Os alunos temerosos agarravam suas bolsas, e esforçavam-se para aparentarem uma naturalidade que não sentiam. Ele percebendo a situação foi logo dizendo: Num precisa ter medo. Ninguém vai mexer ninguém! Olhou em volta, e com um simples gesto fez cada garoto ir para um único lugar e ali aguardarem o chamado. Causou admiração. Não levantou a voz, nem fechou o semblante. Na hora deu para perceber quem era o chefe. Demos-lhe um nome: O Comandante.

Ganhou a confiança de todos e dali em diante alguns alunos aceitavam fazer o serviço pelo qual os meninos de rua buscavam.

Uma coisa era necessária: ter estômago de aço para suportar o odor. Nem todos agüentavam, na maioria das vezes, alguns saiam para tomar ar lá fora, pois o ambiente ficava impregnado.

O número foi aumentando. Cada aula, ele trazia mais companheiros de rua. Fazia propaganda do serviço e ai do menino que reclamasse. Ali ninguém podia chamar palavrão, nem se mexer podia. Tinham que virar estátua. O Comandante ditava e fazia acontecer.

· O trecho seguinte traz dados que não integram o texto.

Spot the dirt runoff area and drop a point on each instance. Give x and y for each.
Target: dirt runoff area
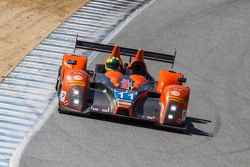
(24, 23)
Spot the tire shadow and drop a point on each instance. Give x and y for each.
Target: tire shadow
(191, 130)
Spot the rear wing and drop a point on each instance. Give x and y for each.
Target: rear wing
(125, 51)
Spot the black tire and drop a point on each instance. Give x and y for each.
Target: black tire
(100, 68)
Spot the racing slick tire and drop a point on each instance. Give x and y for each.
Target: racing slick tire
(100, 68)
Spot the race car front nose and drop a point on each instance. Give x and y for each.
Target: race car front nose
(173, 114)
(75, 97)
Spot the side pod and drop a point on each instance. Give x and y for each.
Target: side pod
(73, 95)
(174, 103)
(168, 78)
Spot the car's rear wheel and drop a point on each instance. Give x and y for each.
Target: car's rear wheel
(100, 68)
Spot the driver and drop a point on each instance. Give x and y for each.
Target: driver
(113, 64)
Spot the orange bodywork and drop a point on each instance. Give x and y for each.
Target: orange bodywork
(168, 89)
(168, 78)
(74, 75)
(177, 93)
(139, 80)
(138, 57)
(114, 77)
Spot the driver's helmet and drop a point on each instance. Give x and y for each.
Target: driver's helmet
(113, 63)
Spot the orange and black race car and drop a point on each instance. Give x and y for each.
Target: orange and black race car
(123, 89)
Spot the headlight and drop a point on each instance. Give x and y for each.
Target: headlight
(170, 116)
(76, 92)
(75, 96)
(76, 101)
(173, 108)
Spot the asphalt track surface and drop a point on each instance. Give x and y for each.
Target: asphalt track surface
(213, 39)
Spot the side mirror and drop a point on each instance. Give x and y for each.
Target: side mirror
(73, 62)
(183, 80)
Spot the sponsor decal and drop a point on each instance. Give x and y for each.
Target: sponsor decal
(126, 83)
(76, 72)
(77, 77)
(150, 117)
(177, 99)
(94, 108)
(63, 95)
(75, 83)
(124, 103)
(177, 88)
(104, 110)
(175, 93)
(184, 114)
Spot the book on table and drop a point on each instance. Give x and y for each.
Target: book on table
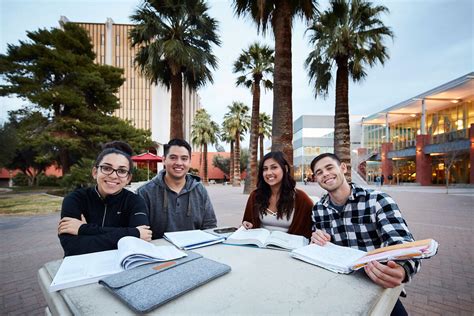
(264, 238)
(191, 239)
(89, 268)
(345, 259)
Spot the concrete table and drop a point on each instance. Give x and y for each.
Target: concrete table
(262, 281)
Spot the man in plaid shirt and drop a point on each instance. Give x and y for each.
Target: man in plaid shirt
(359, 218)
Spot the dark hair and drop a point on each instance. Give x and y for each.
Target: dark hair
(116, 147)
(325, 155)
(263, 192)
(176, 142)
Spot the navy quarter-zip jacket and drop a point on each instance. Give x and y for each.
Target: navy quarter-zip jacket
(108, 219)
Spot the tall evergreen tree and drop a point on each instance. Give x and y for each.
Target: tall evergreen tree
(279, 15)
(174, 39)
(255, 65)
(349, 36)
(55, 70)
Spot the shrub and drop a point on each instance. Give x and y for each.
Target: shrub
(20, 180)
(50, 181)
(80, 175)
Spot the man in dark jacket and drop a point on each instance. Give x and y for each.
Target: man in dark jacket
(176, 200)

Passou um tempo sem aparecer. Ficamos preocupados. Pois ele já havia comentado que planejavam assaltar um supermercado. E aconselhamos para que saíssem dessa vida. Mostramos as dificuldades que teriam em cumprir os projetos que na inocência diziam para todos ouvir. É que os que não faziam parte do grupo moravam perto do supermercado, tinham parentes ou conheciam alguém que trabalhava lá. Com certeza falariam o que tinham escutado e a segurança seria reforçada. Seria uma loucura na certa. Eles riam. E um dentre eles, falou:

_Que nada Dona, nós conhece o massête, e vamo consegui entrar feito gato.

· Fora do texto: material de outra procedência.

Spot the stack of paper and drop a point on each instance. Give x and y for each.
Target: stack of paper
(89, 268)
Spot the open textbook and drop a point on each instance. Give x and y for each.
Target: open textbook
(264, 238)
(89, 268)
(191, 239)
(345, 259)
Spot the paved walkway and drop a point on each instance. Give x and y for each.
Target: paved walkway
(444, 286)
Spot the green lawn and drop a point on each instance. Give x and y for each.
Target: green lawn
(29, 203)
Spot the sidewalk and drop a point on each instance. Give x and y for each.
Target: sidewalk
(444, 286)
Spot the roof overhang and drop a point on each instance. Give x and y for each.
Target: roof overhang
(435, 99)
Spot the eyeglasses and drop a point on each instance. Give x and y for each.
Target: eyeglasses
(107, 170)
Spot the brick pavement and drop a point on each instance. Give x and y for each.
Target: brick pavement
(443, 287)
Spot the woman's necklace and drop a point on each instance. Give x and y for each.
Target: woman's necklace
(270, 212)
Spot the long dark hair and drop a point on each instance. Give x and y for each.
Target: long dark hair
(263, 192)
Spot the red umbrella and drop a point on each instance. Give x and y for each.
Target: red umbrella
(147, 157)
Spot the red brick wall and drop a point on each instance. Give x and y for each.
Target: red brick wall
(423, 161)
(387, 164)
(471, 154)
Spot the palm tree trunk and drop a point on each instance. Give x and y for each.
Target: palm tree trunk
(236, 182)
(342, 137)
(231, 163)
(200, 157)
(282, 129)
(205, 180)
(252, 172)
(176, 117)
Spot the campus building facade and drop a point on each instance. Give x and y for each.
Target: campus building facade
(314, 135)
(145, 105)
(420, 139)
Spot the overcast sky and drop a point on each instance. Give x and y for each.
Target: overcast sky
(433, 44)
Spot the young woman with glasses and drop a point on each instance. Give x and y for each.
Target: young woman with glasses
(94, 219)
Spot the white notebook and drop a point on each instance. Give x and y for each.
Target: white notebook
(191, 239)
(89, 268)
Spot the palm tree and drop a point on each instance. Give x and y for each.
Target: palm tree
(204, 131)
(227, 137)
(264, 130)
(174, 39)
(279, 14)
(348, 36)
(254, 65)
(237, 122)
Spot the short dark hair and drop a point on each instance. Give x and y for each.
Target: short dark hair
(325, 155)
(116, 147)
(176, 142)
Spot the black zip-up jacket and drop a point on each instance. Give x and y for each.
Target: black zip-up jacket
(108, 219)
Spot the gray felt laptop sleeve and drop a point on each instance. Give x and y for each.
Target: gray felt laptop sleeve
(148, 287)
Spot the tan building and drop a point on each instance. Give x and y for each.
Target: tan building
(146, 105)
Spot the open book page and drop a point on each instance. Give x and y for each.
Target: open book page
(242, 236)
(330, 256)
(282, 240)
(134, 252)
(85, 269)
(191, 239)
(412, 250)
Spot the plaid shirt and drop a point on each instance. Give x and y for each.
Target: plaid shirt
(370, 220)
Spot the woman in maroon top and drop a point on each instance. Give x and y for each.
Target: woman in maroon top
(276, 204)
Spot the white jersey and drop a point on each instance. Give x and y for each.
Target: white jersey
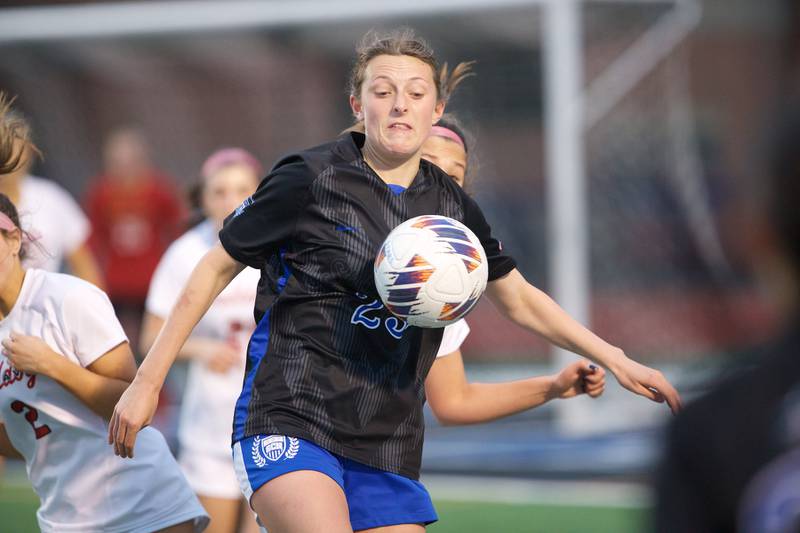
(210, 397)
(82, 485)
(453, 336)
(54, 219)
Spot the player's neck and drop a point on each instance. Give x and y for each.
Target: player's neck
(10, 185)
(401, 172)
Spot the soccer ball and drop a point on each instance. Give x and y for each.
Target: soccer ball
(430, 271)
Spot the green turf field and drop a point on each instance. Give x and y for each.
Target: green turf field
(468, 517)
(18, 507)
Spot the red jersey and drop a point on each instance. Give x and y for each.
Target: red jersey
(132, 225)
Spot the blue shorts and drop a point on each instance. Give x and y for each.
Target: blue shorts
(375, 498)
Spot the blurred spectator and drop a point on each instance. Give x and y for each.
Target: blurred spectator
(51, 216)
(135, 212)
(733, 456)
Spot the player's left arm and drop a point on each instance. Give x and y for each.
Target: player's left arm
(454, 400)
(99, 385)
(534, 310)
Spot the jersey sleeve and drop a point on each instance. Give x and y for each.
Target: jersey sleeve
(266, 220)
(452, 338)
(166, 284)
(500, 263)
(90, 323)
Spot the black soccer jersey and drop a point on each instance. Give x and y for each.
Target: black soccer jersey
(327, 362)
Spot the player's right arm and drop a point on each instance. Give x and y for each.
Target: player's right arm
(137, 405)
(6, 448)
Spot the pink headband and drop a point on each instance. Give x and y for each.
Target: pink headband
(447, 133)
(6, 223)
(230, 156)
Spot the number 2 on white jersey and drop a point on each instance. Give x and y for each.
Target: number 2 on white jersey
(31, 415)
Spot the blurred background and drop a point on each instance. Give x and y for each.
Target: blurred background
(618, 154)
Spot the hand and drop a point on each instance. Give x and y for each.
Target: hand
(220, 356)
(647, 382)
(134, 410)
(28, 354)
(579, 378)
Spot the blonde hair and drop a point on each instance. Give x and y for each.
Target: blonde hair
(399, 42)
(13, 129)
(449, 80)
(444, 79)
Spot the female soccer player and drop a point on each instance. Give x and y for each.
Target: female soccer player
(452, 398)
(65, 361)
(14, 135)
(328, 428)
(216, 349)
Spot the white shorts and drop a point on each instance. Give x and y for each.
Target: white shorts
(210, 475)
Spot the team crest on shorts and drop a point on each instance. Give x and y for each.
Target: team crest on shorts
(273, 448)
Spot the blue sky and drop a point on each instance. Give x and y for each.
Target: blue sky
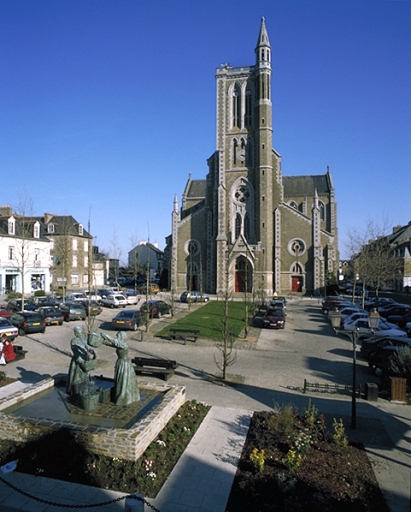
(106, 106)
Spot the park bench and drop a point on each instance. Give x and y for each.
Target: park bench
(184, 334)
(330, 388)
(20, 353)
(164, 367)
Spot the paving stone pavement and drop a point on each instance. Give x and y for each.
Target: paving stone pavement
(201, 481)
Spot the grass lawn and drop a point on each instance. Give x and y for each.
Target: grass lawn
(208, 319)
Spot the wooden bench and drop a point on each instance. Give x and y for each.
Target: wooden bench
(20, 353)
(184, 334)
(164, 367)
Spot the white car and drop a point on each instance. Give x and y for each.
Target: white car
(361, 325)
(7, 328)
(93, 296)
(115, 301)
(132, 298)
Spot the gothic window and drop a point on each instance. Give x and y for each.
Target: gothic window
(192, 247)
(250, 153)
(248, 108)
(236, 106)
(11, 226)
(242, 194)
(235, 148)
(321, 206)
(296, 247)
(237, 225)
(247, 226)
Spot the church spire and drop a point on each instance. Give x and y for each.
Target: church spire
(263, 49)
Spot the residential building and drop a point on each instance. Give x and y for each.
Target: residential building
(24, 254)
(247, 226)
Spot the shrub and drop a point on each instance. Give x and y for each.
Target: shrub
(14, 295)
(400, 364)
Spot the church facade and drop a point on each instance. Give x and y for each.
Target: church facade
(246, 227)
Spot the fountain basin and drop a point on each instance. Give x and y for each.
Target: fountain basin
(100, 431)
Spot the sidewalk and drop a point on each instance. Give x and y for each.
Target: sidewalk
(201, 481)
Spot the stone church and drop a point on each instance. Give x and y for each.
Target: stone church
(246, 226)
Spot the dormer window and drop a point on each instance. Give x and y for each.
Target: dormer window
(36, 230)
(11, 226)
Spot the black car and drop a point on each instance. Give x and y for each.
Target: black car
(73, 311)
(274, 318)
(52, 315)
(16, 305)
(375, 344)
(128, 319)
(157, 308)
(28, 322)
(92, 307)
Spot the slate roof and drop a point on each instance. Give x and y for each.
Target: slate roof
(306, 185)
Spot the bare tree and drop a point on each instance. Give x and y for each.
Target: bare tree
(228, 353)
(371, 255)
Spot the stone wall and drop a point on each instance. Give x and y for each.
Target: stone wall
(126, 444)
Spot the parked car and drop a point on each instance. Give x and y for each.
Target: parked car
(16, 305)
(397, 310)
(76, 296)
(92, 307)
(194, 296)
(73, 311)
(152, 288)
(157, 308)
(28, 322)
(5, 311)
(6, 327)
(275, 318)
(374, 344)
(277, 304)
(378, 302)
(128, 319)
(132, 298)
(52, 315)
(361, 325)
(115, 301)
(93, 296)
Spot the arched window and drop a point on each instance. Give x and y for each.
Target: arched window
(237, 225)
(321, 206)
(236, 106)
(248, 108)
(247, 226)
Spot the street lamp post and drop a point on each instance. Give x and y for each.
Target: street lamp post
(374, 322)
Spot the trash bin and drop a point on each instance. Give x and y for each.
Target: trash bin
(398, 389)
(371, 391)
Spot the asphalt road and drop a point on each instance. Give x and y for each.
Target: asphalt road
(276, 359)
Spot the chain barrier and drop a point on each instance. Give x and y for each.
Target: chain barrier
(101, 504)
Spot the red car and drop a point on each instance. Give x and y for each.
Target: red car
(5, 312)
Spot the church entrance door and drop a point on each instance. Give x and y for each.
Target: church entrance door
(243, 275)
(296, 283)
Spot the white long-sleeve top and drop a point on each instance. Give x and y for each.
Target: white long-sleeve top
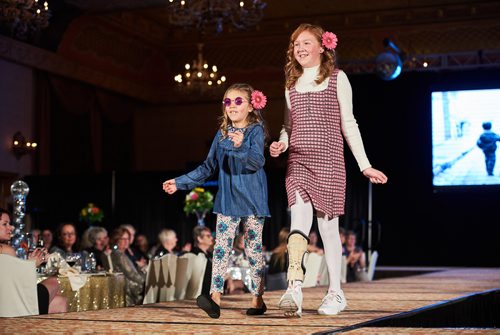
(350, 130)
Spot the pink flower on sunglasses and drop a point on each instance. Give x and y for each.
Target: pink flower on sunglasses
(259, 100)
(329, 40)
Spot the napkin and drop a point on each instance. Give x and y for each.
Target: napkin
(76, 279)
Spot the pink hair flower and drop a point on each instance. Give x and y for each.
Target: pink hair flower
(259, 100)
(329, 40)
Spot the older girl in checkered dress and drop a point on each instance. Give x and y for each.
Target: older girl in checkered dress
(319, 116)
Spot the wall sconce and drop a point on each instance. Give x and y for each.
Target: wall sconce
(388, 63)
(21, 146)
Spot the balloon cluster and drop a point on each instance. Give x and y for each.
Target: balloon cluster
(19, 190)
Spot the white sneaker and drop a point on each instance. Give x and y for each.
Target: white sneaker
(333, 303)
(291, 302)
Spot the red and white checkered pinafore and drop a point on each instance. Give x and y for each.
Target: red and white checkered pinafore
(316, 166)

_Meu filho, está errado isso que vocês estão planejando. Saiam dessa vida. Por que entraram nessa situação? Deixem a cola, voltem pra casa.

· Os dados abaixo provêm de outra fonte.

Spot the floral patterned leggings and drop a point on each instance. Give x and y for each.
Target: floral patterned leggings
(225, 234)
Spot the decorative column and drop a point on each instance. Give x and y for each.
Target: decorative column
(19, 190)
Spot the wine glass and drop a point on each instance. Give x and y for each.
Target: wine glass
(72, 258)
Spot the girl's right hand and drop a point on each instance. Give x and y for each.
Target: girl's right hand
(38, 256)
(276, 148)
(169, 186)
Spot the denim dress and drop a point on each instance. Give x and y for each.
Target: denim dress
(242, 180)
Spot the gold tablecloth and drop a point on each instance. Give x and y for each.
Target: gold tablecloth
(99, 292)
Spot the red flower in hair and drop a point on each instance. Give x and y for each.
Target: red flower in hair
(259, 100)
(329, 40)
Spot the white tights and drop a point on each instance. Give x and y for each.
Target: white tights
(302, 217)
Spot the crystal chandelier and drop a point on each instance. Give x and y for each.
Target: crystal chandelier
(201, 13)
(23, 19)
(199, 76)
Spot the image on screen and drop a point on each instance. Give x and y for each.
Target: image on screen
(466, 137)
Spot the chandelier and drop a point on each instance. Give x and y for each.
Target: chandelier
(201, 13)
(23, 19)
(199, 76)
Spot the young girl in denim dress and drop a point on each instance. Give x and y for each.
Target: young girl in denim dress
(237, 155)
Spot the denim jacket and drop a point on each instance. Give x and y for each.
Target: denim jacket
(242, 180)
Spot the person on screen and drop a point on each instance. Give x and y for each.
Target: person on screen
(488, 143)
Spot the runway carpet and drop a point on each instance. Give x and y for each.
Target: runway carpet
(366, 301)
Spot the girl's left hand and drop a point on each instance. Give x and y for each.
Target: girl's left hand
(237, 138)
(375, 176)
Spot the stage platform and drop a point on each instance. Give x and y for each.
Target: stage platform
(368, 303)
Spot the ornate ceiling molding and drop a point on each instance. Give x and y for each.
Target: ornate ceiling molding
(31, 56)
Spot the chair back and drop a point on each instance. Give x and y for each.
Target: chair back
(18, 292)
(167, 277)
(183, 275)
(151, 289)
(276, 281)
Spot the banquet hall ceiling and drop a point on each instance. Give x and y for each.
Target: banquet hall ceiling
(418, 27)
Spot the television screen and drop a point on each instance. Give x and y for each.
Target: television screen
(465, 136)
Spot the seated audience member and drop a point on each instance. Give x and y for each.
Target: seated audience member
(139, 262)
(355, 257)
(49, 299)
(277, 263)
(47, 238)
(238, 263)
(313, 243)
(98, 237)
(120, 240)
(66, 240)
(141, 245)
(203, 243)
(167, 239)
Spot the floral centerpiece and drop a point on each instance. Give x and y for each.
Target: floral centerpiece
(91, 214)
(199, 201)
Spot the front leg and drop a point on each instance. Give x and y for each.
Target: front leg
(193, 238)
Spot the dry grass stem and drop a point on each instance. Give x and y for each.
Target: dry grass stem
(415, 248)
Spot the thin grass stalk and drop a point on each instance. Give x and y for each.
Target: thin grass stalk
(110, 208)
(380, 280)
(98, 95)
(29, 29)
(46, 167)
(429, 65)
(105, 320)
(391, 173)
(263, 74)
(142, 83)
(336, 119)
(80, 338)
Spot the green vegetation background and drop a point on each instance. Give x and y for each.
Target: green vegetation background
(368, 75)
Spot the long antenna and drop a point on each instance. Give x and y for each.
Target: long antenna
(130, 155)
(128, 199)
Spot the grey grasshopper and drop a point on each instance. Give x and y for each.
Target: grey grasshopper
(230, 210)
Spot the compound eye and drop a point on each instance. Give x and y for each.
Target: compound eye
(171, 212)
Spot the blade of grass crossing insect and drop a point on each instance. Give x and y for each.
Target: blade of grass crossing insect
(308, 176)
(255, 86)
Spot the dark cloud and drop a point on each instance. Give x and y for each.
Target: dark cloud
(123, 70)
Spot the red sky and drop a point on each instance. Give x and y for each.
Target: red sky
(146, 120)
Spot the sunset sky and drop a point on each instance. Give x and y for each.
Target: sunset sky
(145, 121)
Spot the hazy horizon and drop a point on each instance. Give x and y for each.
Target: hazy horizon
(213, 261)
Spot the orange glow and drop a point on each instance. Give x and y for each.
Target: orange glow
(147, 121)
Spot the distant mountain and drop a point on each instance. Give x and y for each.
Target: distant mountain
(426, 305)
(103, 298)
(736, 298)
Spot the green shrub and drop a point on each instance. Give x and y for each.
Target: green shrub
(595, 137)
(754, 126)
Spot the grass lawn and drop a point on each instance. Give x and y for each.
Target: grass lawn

Eles rindo, disseram numa só voz:

_ Não dá mais pra volta. Vamo morrê nessa vida memo.

_E os pais de vocês, o que dizem? Onde estão?

Um falou:

_Meu pai ta preso no Aniba Bluno.

Esse é o nome de um grande presídio. A professora conhecia o ambiente que ele citava, pois já tinha realizado um trabalho lá. E sabia que o ambiente era infernal.

_E o meu Tchia, tá debaxo da terra. Levou um balaço na testa e se foi. Minha mãe tá na vida. Deixou eu e meus imãos morando com minha vó. Tenho treze imãos e todo eles tá na droga, robando e matando.

_O meu pai e minha mãe também usa cola, veniz, tinta, acetona, emalte e tudo mais que dá doidêra.

_ Não tenho pai.Não sei quem foi meu pai. Minha mãe é uma p....Na hora que ia completar a palavra levou um cascudo do Comandante. Pediu desculpas e foi pra fora.

_Entrei nessa por andá com uma Tuma da pesada. Não dei olvido a ninguém e aqui tô, não dá mais pra parar porque é uma doidêra só, Tchia.

Outros não quiseram falar. Perderam o interesse rapidamente, e como que em transe, saíram da sala.

Passaram-se vários dias, e nada de notícia. Ficamos apreensivos. O que será que aconteceu? Já tínhamos notícia de que houvera uma tentativa de assalto no mercado e os seguranças teriam feito um serviço perfeito. Mas não sabíamos que serviço seria esse.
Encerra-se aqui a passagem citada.